Summary: KubeletTooManyPods statically compares against 100 instead of --max-pods (-10)
Product: OpenShift Container Platform Reporter: Justin Pierce <jupierce>
Component: MonitoringAssignee: Frederic Branczyk <fbranczy>
Status: CLOSED ERRATA QA Contact: Junqi Zhao <juzhao>
Severity: unspecified Docs Contact:
Priority: unspecified    
Version: 3.11.0CC: cvogel, fbranczy, mrobson, vjaypurk
Target Milestone: ---Flags: vjaypurk: needinfo? (fbranczy)
Target Release: 4.1.0   
Hardware: Unspecified   
OS: Unspecified   
Whiteboard:
Fixed In Version: Doc Type: If docs needed, set a value
Doc Text:
Story Points: ---
Clone Of:
: 1690951 (view as bug list) Environment:
Last Closed: 2019-06-04 10:40:35 UTC Type: Bug
Regression: --- Mount Type: ---
Documentation: --- CRM:
Verified Versions: Category: ---
oVirt Team: --- RHEL 7.3 requirements from Atomic Host:
Cloudforms Team: --- Target Upstream Version:
Bug Depends On:    
Bug Blocks: 1690951    

Description Justin Pierce 2018-09-26 21:04:30 UTC
Description of problem:
In our starter clusters, --max-pods is set to 250. This leads to a persistent 
KubeletTooManyPods warning being raised. 

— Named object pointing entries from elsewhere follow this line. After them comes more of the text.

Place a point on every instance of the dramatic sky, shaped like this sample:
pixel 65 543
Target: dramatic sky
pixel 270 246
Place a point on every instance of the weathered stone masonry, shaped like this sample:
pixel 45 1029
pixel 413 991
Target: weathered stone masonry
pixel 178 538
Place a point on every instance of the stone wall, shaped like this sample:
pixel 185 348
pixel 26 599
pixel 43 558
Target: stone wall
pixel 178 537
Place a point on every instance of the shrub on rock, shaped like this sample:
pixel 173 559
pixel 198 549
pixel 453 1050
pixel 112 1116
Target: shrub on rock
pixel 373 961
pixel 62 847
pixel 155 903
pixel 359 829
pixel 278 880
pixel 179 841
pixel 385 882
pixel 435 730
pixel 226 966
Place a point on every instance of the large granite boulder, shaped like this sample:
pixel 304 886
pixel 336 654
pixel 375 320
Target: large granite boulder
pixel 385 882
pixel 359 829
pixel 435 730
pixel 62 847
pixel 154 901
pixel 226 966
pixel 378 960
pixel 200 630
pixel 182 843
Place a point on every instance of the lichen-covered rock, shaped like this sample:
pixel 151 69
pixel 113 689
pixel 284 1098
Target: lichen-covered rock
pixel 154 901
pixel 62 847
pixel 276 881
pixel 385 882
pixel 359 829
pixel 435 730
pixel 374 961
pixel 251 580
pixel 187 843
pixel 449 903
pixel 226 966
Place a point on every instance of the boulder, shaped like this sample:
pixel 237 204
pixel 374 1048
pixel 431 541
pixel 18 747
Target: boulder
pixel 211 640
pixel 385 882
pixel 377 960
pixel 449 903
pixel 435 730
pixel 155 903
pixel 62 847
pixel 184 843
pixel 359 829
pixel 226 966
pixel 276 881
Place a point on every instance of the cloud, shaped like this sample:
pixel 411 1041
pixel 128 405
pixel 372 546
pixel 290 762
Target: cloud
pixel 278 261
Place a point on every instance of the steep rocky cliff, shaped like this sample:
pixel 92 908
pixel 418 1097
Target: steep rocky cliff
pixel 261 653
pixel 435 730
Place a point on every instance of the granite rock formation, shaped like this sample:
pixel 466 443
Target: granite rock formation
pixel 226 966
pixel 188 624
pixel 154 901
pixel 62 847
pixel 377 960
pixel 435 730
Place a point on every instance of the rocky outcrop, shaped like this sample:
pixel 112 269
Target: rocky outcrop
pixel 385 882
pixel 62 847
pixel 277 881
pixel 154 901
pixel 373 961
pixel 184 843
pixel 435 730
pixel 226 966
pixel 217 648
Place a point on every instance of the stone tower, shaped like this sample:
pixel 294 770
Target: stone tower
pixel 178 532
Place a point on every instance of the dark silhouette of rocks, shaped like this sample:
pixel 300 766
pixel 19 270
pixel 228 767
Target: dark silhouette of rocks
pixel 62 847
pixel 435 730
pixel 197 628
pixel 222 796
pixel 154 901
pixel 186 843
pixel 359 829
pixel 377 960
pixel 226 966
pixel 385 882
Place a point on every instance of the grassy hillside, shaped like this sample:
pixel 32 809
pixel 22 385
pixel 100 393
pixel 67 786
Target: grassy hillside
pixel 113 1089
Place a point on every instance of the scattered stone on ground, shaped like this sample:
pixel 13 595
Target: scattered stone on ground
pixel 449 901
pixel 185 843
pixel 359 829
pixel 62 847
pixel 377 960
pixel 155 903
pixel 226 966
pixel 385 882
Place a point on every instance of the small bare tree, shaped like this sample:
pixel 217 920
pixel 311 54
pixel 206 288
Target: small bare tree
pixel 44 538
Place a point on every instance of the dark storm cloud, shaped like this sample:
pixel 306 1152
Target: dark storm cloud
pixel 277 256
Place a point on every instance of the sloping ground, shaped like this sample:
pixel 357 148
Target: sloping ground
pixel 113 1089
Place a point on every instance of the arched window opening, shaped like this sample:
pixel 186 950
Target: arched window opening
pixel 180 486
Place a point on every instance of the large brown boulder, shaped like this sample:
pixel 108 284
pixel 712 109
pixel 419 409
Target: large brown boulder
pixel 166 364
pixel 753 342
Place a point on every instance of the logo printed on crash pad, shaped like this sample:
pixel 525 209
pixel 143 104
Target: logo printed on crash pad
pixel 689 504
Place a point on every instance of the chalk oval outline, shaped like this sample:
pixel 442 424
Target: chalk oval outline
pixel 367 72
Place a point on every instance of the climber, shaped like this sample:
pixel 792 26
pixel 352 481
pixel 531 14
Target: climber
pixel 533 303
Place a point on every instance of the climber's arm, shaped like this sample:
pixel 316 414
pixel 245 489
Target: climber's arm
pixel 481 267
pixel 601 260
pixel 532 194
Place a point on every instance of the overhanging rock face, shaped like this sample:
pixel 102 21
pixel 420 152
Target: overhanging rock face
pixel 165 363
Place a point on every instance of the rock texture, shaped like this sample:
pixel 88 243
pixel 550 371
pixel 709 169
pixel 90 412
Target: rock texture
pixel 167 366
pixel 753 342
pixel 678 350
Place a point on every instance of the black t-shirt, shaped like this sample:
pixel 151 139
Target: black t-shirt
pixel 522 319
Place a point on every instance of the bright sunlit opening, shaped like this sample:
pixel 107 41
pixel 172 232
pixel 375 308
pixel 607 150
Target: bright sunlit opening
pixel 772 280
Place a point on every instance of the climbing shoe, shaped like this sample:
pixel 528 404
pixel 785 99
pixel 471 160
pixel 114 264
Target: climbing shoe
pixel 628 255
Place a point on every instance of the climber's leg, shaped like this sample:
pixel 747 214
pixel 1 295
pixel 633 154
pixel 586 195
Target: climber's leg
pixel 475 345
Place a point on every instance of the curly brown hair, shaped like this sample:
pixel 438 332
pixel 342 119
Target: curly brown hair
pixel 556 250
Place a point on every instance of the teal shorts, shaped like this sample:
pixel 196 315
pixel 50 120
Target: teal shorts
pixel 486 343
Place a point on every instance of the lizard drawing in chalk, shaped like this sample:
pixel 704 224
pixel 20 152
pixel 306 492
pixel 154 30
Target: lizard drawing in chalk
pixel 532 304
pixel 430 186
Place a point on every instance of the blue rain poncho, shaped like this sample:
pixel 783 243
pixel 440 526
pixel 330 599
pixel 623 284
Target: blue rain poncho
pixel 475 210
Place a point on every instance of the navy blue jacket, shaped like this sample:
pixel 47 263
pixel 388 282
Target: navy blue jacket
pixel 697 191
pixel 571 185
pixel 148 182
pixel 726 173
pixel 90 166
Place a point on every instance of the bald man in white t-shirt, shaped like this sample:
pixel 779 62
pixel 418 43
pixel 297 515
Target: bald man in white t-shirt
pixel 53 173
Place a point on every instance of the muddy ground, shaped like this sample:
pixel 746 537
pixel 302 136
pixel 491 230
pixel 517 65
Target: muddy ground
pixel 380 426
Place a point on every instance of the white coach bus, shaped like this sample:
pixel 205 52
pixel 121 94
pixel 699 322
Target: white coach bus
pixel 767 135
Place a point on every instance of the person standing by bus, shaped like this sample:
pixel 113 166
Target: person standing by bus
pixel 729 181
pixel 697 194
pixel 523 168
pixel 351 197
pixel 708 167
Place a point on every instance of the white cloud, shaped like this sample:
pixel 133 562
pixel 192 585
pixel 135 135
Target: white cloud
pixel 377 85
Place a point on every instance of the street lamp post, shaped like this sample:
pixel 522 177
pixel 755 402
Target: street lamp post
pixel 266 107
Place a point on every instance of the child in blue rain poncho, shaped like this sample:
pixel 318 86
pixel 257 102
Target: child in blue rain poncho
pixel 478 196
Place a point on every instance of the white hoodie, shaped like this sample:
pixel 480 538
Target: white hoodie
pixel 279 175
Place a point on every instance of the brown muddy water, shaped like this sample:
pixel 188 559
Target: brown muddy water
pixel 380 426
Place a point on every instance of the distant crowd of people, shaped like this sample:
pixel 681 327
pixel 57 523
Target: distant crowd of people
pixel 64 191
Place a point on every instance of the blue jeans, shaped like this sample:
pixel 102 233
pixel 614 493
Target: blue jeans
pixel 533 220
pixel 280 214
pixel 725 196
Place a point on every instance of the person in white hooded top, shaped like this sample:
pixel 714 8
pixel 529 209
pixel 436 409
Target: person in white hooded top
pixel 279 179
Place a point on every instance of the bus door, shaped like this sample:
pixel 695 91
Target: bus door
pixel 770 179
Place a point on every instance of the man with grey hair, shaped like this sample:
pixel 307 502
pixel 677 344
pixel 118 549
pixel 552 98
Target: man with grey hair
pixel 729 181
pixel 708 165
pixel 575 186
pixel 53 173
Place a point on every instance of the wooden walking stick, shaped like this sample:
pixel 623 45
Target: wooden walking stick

Version-Release number of selected component (if applicable):
v3.11.0-0.21.0

How reproducible:
100%

Steps to Reproduce:
1. Set kubelet max-pods to something > 110 (the default). 
2. Fill node with > 100 pods
3. KubeletTooManyPods will be reported

Actual results:
KubeletTooManyPods reported.

Expected results:
KubeletTooManyPods should be relative to configured --max-pods.

Comment 1 Frederic Branczyk 2018-09-28 10:04:40 UTC
This is indeed a bug, and already in our backlog to improve. In the mean time the best thing I can suggest is to silence this alert, sorry for the inconvenience.

Comment 3 Frederic Branczyk 2019-02-22 16:42:40 UTC
This is bumped to 250 pods in 4.0, the patch that modified this: https://github.com/openshift/cluster-monitoring-operator/pull/238

Comment 5 Junqi Zhao 2019-02-26 08:19:58 UTC
The cloned issue https://jira.coreos.com/browse/MON-344 is fixed, set it to VERIFIED

Comment 7 Matthew Robson 2019-03-19 19:32:39 UTC
Frederic - is the simple change of bumping the default value to 250 something that can be backported for a 3.11.x errata or is silencing the only option?

Comment 8 Frederic Branczyk 2019-03-20 14:03:28 UTC
It's relatively straight forward, but does need to be scheduled into our sprints. This is a PM decision to make if/when.

Comment 9 Christian Heidenreich 2019-03-20 14:16:05 UTC
Since we have fixed this for OCP4 already and it came up a few times, it's ok w/ me to backport this for the next OCP 3.11 z-release if possible.

Comment 10 Frederic Branczyk 2019-03-20 14:22:00 UTC
In that case please create an item in our backlog and make it your responsibility to have it be part of an upcoming sprint.

Comment 12 errata-xmlrpc 2019-06-04 10:40:35 UTC
Since the problem described in this bug report should be
resolved in a recent advisory, it has been closed with a
resolution of ERRATA.

For information on the advisory, and where to find the updated
files, follow the link below.

If the solution does not work for you, open a new bug report.

https://access.redhat.com/errata/RHBA-2019:0758